Derivatives tied to SpaceX's initial public offering are pricing a first-day surge of as much as 50%, signaling that retail and institutional demand for Elon Musk's rocket and satellite company could push its market value past $2.4 trillion.
"SpaceX is the most anticipated listing in a generation, and the derivative pricing reflects genuine demand rather than speculative froth," said Tom Brennan, an IPO and M&A analyst at Edgen. "But a 35% to 50% first-day pop would put it in rarefied air — only a handful of companies have sustained those levels post-listing."
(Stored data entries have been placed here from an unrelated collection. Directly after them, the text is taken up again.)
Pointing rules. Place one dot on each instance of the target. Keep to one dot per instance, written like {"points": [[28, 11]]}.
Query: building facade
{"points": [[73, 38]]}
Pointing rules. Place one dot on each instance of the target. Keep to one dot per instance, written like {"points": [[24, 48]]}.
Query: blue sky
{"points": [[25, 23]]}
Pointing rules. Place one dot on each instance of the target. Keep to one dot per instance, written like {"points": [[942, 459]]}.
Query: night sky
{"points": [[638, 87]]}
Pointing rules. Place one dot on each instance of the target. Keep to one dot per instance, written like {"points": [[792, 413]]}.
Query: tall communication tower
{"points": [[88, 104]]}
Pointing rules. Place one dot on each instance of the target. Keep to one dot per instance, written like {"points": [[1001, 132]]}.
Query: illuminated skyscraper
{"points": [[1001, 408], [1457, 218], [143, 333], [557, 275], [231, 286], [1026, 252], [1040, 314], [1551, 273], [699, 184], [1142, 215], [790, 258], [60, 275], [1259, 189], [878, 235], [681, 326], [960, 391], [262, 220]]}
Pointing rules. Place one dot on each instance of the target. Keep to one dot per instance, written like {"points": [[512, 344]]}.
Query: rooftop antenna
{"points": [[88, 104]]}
IG International's derivatives in Singapore on Friday pointed to an implied market capitalization of $2.4 trillion, roughly 35% above the IPO price of $135 per share and the $1.77 trillion valuation at listing. On Polymarket, traders assigned an 84% probability that SpaceX closes above $1.8 trillion and a 69% chance it surpasses $2 trillion. Pre-IPO perpetual futures on Hyperliquid were trading near $162, implying a 20% gain, though those contracts have declined from peaks above $220 reached shortly after their May launch.
SpaceX is set to begin trading Friday on the Nasdaq under the ticker SPCX after raising $75 billion in the largest IPO in U.S. history. The company set aside roughly 30% of shares — about $22.5 billion — for retail investors, far above the typical 5% to 10% allocation. The offering is reportedly four times oversubscribed, according to Reuters. At $1.77 trillion, SpaceX would instantly rank as the seventh-largest U.S. company by market capitalization, surpassing Tesla's $1.6 trillion valuation.
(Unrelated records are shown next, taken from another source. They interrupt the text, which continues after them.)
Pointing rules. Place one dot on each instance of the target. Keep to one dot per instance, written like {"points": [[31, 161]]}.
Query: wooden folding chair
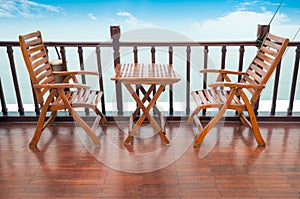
{"points": [[240, 96], [59, 96]]}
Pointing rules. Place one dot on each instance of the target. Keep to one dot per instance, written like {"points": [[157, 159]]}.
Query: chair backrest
{"points": [[37, 63], [261, 68]]}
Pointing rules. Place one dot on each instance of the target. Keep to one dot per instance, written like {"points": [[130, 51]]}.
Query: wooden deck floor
{"points": [[228, 165]]}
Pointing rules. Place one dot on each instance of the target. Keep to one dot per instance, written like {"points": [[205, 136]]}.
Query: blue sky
{"points": [[198, 20]]}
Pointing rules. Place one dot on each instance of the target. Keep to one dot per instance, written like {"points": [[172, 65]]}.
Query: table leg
{"points": [[146, 114]]}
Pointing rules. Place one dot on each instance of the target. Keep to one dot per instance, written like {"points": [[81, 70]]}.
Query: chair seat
{"points": [[214, 98], [83, 98]]}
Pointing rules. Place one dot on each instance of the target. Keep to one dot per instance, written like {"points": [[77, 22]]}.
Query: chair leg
{"points": [[259, 139], [209, 126], [78, 119], [254, 125], [50, 120], [38, 130], [40, 125], [213, 122]]}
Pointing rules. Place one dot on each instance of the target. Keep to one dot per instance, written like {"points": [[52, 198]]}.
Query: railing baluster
{"points": [[223, 61], [36, 105], [63, 58], [135, 58], [153, 61], [188, 78], [152, 54], [115, 35], [135, 54], [275, 90], [99, 66], [205, 63], [293, 86], [241, 61], [10, 53], [81, 63], [171, 109], [2, 98]]}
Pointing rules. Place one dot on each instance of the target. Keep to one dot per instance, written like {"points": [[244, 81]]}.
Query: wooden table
{"points": [[146, 74]]}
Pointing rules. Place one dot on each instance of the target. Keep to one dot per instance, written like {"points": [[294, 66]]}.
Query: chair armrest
{"points": [[222, 71], [236, 85], [82, 72], [60, 86]]}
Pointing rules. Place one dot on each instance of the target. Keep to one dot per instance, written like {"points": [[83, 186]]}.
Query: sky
{"points": [[89, 20]]}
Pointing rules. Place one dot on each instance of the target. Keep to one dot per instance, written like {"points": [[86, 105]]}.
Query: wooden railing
{"points": [[114, 54]]}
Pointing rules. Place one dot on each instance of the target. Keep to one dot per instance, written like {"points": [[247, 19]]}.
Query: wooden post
{"points": [[115, 34], [262, 31]]}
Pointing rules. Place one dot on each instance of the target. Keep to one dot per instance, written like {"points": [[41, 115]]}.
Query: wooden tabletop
{"points": [[145, 74]]}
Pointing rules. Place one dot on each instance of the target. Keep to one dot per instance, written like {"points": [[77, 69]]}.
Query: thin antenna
{"points": [[292, 39], [276, 12], [296, 34]]}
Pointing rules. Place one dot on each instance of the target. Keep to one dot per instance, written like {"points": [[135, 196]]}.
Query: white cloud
{"points": [[237, 25], [92, 16], [24, 8], [134, 22]]}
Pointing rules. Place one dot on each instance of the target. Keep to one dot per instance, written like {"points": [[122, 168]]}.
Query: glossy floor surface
{"points": [[227, 165]]}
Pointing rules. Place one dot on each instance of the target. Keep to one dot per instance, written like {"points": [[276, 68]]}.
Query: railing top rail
{"points": [[142, 43]]}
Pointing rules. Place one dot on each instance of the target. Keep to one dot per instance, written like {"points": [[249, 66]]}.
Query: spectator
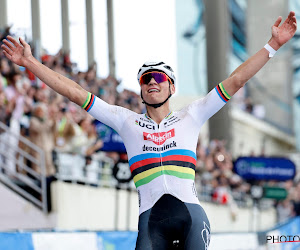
{"points": [[41, 130]]}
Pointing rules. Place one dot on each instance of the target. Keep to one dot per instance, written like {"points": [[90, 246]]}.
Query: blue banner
{"points": [[111, 139], [262, 168], [13, 241]]}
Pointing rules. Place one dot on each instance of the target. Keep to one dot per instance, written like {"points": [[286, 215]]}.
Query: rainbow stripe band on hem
{"points": [[222, 93], [89, 102]]}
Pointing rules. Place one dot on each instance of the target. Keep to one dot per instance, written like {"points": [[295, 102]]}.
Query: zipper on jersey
{"points": [[162, 167]]}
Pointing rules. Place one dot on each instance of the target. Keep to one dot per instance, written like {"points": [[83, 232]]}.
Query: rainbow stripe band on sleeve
{"points": [[222, 92], [89, 102]]}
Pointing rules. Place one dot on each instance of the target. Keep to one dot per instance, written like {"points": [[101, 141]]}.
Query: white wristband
{"points": [[270, 49]]}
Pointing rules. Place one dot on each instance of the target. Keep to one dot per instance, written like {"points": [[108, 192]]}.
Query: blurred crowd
{"points": [[53, 123]]}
The bullish derivatives pricing stands in contrast to the company's financial disclosures. SpaceX reported a net loss of $4.94 billion in 2025 on revenue of $18.7 billion, with losses expected to widen as Musk pursues capital-intensive projects including orbital data centers and a Mars colony. Morningstar analysts Nicolas Owens and Suryansh Sharma value the company at $63 per share — a 53% discount to the IPO price — and assign just a 7% probability to their most optimistic "Moonshot" scenario, which assumes SpaceX successfully commercializes orbital AI infrastructure.
Musk's vision for space-based computing, unveiled in a recent SpaceX presentation, includes an "AI 1" satellite concept capable of 150 kilowatts of peak power and 120 kilowatts of sustained compute, connected through Starlink's laser-linked network. SpaceX aims to increase annual payload capacity from 2,500 tons to millions of tons, with future Starships potentially flying more than once per hour. The company's board has approved a pay package granting Musk 200 million super-voting restricted shares if he establishes a permanent Mars colony with at least 1 million residents while SpaceX reaches a $7.5 trillion valuation.
The IPO represents a watershed moment for the space and AI sectors, testing whether public markets can absorb the ambitious valuations that private investors have assigned to Musk's ventures. Wedbush analyst Dan Ives said he sees an 80% chance that SpaceX and Tesla eventually merge into one company by 2027, with groundwork already in place following SpaceX's acquisition of xAI in February.
This article is for informational purposes only and does not constitute investment advice.